I've made sure the tests are passing. Note that there might be a few flaky tests, see the recent failures at https://flakey-tests.ray.io/
Testing Strategy
- Unit tests
- Release tests
- This PR is not tested :(

Signed-off-by: Hongpeng Guo <hpguo@anyscale.com>

justinvyu · 2024-04-22T18:05:22Z

Tip if you haven't seen this already: we build the docs as part of the premerge CI, so you can take a look at your rendered docs: https://anyscale-ray--44882.com.readthedocs.build/en/44882/index.html

hongpeng-guo · 2024-04-22T18:23:21Z

Tip if you haven't seen this already: we build the docs as part of the premerge CI, so you can take a look at your rendered docs: https://anyscale-ray--44882.com.readthedocs.build/en/44882/index.html

Nice tips! ty

justinvyu

Nice! Made some edit suggestions.

justinvyu · 2024-04-22T18:36:55Z

doc/source/train/user-guides/using-gpus.rst

+Sometimes you might want to specify the accelerator type for a worker. For example, 
+you can specify `accelerator_type="A100"` in the `ScalingConfig` if you want to 
+assign the worker an NVIDIA A100 GPU.


Suggested change

Sometimes you might want to specify the accelerator type for a worker.

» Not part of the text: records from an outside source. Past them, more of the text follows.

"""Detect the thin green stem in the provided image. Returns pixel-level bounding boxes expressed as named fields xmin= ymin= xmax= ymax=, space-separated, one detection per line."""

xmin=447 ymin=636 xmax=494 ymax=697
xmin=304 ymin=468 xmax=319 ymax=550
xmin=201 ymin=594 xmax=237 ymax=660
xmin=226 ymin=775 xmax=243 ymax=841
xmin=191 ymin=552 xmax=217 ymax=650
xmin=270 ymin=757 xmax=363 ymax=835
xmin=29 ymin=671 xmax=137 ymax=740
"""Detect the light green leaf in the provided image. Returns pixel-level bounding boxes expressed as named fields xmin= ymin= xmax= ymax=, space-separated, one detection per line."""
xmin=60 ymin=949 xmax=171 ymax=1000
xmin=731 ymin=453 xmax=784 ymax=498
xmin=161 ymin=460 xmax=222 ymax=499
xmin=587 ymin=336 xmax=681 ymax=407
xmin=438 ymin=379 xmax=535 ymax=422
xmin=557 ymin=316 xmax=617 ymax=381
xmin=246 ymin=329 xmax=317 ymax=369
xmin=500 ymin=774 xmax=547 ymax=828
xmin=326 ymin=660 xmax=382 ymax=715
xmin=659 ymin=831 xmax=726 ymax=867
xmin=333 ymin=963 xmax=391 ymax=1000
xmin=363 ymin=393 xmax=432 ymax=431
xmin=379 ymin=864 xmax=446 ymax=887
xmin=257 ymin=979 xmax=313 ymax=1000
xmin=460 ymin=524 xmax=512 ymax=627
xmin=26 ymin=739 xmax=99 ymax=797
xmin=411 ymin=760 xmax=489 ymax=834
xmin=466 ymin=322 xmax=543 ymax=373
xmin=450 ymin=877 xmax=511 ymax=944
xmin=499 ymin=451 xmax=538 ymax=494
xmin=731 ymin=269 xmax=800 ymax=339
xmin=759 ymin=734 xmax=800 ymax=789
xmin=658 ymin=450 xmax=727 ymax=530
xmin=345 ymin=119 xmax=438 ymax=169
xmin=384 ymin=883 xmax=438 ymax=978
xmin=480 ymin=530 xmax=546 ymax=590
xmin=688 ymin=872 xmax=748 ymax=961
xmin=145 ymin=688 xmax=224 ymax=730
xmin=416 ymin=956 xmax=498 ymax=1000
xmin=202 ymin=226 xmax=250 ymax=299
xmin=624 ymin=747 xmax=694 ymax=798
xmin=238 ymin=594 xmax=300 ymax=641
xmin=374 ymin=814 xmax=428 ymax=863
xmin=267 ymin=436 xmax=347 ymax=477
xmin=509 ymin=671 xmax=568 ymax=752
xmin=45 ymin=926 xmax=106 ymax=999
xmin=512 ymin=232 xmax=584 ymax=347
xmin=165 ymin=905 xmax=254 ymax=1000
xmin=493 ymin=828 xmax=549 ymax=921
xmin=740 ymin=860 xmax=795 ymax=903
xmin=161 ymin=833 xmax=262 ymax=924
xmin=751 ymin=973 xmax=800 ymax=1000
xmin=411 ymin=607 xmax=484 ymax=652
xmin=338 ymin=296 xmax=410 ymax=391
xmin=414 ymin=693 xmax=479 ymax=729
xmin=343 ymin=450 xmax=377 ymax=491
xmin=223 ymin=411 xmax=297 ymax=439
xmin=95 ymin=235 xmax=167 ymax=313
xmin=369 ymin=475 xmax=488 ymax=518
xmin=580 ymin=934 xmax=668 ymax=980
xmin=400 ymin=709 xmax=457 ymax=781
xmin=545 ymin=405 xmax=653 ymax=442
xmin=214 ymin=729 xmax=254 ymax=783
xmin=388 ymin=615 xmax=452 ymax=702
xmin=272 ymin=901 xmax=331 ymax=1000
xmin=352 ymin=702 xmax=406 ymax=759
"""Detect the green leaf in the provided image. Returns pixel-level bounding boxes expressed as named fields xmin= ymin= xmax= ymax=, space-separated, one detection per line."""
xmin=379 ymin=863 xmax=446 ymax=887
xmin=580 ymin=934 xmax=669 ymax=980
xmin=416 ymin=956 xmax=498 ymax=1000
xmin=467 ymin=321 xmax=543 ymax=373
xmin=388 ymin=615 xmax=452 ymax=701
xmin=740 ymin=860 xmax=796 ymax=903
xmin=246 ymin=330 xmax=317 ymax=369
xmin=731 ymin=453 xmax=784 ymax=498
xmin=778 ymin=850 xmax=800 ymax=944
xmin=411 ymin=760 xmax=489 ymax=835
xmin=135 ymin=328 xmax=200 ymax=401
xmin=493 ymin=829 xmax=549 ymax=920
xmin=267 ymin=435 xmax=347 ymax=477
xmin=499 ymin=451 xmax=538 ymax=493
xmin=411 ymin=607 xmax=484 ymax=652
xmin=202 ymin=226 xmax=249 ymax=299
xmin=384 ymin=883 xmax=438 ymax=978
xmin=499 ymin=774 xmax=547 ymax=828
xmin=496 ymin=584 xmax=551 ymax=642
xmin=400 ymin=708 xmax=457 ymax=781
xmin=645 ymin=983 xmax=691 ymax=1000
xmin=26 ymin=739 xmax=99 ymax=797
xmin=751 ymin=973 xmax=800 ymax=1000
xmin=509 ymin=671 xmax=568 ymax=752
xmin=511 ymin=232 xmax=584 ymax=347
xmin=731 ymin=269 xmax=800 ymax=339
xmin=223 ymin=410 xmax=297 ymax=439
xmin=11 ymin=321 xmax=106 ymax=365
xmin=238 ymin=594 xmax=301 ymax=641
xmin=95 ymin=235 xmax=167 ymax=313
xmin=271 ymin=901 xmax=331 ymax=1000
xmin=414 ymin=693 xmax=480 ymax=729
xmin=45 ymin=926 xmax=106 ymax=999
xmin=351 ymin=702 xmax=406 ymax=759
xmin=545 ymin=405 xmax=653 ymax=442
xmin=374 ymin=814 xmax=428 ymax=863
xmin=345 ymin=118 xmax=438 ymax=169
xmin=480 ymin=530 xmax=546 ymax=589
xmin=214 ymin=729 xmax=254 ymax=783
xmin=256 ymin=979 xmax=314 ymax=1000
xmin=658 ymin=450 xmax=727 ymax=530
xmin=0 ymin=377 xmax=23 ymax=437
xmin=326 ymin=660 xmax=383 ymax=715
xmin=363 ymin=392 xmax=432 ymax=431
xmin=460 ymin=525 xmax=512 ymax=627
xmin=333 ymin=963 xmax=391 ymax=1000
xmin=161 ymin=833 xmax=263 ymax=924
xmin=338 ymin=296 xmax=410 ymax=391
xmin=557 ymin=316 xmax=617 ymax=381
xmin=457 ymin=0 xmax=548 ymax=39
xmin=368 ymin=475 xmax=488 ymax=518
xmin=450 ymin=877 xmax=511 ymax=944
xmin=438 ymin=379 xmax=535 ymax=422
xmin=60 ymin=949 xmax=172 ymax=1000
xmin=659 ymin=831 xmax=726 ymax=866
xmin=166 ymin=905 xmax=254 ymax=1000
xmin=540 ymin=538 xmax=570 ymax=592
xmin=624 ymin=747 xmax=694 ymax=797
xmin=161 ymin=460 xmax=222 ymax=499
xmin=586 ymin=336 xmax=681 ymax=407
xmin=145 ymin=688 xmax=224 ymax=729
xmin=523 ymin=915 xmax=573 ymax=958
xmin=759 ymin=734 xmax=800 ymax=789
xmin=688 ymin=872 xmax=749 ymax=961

For example,

you can specify `accelerator_type="A100"` in the `ScalingConfig` if you want to

assign the worker an NVIDIA A100 GPU.

Ray Train allows you to specify the accelerator type for each worker.

This is useful if your model training has some GPU memory constraints that requires a specific type of GPU.

In a heterogeneous Ray cluster, this means that your training workers will be forced to run on the specified GPU type, rather than on any arbitrary GPU node.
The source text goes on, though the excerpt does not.